La négociation portait aussi sur la Convention-cadre des Nations unies sur les changements climatiques (CCNUCC).

Selon les climatologues, il reste entre 10 et 20 ans au monde pour inverser la tendance à la hausse des émissions de gaz à effet de serre. Sans quoi il deviendrait difficile aux humains de s’adapter à la déstabilisation induite du climat.


L’objectif a Copenhague était de réduire les émissions de gaz à effet de serre de manière à ce que la hausse globale des températures ne dépasse pas 2°C par rapport à l’ère préindustrielle.
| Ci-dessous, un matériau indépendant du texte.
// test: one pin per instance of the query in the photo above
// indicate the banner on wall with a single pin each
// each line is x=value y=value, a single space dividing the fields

Le Giec (Groupe d’experts intergouvernemental sur l’évolution du climat) juge nécessaire une réduction de 25% à 40% des émissions des pays industrialisés d’ici 2020 par rapport aux niveaux de 1990.


Il invite les pays riches à émettre de 80% à 95% de gaz à effet de serre en moins d’ici 2050. Et les pays en développement à réduire leurs émissions de 50%.


Pour sa part, la Suisse prévoit une réduction d’ici 2020 de 20% au moins de ses émissions par rapport à 1990. Elle s’était dite prête à relever l’objectif de réduction à 30%, dans les pas de l’Union européenne, selon l’issue de la conférence de Copenhague.